Non-bank financial intermediaries (NBFIs) have surpassed banks as the largest global financial intermediaries. And yet, most NBFIs continue to be lightly regulated relative to banks for safety and soundness, whether in terms of capital and liquidity requirements, supervisory oversight, or resolution planning. Figure 1 shows, using data from the Financial Stability Board (FSB), that the global financial assets of NBFIs have grown faster than those of banks since 2012, to about $239 trillion and $183 trillion in 2021, respectively. In percentage terms, the share of the NBFI sector has grown from about 44% in 2012 to about 49% as of 2021, while banks’ share has shrunk from about 45% to about 38% over the same period.

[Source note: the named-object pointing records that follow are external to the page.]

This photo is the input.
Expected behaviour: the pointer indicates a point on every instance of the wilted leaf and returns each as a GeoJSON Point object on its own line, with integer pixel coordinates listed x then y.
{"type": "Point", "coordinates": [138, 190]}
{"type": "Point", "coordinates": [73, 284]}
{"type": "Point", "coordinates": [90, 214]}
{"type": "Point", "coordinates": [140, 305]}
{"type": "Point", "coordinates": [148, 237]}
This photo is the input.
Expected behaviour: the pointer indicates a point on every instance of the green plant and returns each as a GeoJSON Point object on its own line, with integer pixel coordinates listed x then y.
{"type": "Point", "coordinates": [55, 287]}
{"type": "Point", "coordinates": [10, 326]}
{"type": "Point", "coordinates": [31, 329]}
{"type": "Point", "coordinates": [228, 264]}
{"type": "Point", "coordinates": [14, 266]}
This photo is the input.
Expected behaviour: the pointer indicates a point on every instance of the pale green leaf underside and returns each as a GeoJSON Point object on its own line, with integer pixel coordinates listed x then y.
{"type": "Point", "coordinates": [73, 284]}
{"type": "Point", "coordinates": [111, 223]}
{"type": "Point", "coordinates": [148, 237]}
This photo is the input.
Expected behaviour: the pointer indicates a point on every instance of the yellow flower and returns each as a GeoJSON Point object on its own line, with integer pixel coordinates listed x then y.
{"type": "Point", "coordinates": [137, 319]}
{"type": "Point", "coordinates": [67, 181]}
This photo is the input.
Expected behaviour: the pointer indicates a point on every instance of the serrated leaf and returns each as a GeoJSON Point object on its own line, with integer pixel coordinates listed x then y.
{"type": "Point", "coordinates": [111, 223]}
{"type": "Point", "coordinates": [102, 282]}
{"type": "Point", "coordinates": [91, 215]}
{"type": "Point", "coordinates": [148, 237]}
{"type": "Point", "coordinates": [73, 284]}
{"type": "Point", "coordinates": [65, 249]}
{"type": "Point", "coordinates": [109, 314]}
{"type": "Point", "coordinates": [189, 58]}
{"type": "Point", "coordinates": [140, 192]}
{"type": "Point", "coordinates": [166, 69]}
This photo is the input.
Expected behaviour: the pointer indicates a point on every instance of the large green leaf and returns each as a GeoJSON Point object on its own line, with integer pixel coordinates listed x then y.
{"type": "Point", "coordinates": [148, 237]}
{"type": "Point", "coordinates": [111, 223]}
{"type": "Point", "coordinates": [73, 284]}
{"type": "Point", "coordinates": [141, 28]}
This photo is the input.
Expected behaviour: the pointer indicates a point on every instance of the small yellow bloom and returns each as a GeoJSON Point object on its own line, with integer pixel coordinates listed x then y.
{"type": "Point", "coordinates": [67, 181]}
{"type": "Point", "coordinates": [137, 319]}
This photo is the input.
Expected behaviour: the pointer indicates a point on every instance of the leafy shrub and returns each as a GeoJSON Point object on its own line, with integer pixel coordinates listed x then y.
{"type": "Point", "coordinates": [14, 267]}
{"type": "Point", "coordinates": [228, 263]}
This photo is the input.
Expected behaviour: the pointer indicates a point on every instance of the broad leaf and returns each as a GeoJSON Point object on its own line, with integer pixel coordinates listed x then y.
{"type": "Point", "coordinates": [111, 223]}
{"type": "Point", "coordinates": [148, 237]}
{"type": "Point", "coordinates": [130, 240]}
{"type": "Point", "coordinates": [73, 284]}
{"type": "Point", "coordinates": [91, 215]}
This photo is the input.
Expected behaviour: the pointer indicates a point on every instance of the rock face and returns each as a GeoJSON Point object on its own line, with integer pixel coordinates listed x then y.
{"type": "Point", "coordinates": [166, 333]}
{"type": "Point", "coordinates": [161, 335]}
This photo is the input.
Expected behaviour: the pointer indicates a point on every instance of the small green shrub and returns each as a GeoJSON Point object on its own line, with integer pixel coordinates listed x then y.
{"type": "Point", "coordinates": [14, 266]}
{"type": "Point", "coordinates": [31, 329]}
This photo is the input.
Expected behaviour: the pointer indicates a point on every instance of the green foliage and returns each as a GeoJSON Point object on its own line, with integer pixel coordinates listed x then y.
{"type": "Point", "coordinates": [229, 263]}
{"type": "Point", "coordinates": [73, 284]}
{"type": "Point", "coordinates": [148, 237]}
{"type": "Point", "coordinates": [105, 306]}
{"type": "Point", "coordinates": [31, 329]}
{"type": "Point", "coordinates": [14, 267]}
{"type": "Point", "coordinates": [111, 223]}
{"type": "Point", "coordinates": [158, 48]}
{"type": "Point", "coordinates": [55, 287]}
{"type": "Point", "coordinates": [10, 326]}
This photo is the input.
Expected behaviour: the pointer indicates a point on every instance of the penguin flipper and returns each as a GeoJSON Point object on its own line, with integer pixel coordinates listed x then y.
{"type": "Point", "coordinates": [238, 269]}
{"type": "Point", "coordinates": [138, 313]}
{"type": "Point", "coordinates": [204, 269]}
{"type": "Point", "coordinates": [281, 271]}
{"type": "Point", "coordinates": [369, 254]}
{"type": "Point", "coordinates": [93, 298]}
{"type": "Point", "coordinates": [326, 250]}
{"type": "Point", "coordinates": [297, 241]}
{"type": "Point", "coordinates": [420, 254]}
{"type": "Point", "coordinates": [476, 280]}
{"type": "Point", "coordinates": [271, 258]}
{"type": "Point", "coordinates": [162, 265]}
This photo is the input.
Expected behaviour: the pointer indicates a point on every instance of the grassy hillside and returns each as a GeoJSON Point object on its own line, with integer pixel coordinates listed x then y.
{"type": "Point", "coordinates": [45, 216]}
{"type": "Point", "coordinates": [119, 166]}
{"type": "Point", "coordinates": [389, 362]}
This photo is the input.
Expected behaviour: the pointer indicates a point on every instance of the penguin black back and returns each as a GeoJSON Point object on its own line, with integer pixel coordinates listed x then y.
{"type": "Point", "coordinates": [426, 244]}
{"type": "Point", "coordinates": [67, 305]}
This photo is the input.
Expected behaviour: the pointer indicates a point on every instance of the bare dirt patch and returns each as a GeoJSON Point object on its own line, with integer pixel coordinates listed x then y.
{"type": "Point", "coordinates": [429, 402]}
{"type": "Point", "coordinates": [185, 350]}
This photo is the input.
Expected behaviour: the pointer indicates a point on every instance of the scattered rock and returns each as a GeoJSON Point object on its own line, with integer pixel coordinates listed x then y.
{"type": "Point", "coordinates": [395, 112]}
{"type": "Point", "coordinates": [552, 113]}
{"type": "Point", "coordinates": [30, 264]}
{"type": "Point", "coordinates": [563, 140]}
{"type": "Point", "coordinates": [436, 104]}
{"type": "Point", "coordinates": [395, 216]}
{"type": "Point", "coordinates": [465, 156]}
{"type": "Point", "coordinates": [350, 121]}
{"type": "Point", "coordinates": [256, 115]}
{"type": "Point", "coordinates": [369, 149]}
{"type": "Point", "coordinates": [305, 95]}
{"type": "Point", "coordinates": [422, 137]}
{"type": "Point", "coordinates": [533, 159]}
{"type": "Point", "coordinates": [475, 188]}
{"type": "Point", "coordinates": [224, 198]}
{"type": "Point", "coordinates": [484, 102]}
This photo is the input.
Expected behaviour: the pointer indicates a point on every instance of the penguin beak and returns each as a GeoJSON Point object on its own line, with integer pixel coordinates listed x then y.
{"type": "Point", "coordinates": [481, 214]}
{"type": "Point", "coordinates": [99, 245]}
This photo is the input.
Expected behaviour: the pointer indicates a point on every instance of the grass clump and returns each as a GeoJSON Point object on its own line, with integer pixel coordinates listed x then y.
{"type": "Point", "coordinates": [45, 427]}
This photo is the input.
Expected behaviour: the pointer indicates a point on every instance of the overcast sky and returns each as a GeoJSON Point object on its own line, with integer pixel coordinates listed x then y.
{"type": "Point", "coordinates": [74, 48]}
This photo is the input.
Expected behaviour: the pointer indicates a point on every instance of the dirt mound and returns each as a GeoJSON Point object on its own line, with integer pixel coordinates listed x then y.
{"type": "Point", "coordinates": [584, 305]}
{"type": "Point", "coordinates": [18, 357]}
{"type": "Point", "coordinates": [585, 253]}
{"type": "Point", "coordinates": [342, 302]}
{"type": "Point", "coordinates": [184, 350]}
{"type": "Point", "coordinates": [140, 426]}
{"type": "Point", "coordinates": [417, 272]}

Notes: The NBFI sector includes all financial institutions that are not central banks, banks, or public financial institutions. Included are all 19 Euro area countries, Argentina, Australia, Brazil, Canada, Cayman Islands, Chile, China, Hong Kong, India, Indonesia, Japan, Korea, Mexico, Russia, Saudi Arabia, Singapore, South Africa, Switzerland, Türkiye, United Kingdom, and the United States. Source: Financial Stability Board [FSB] (2022).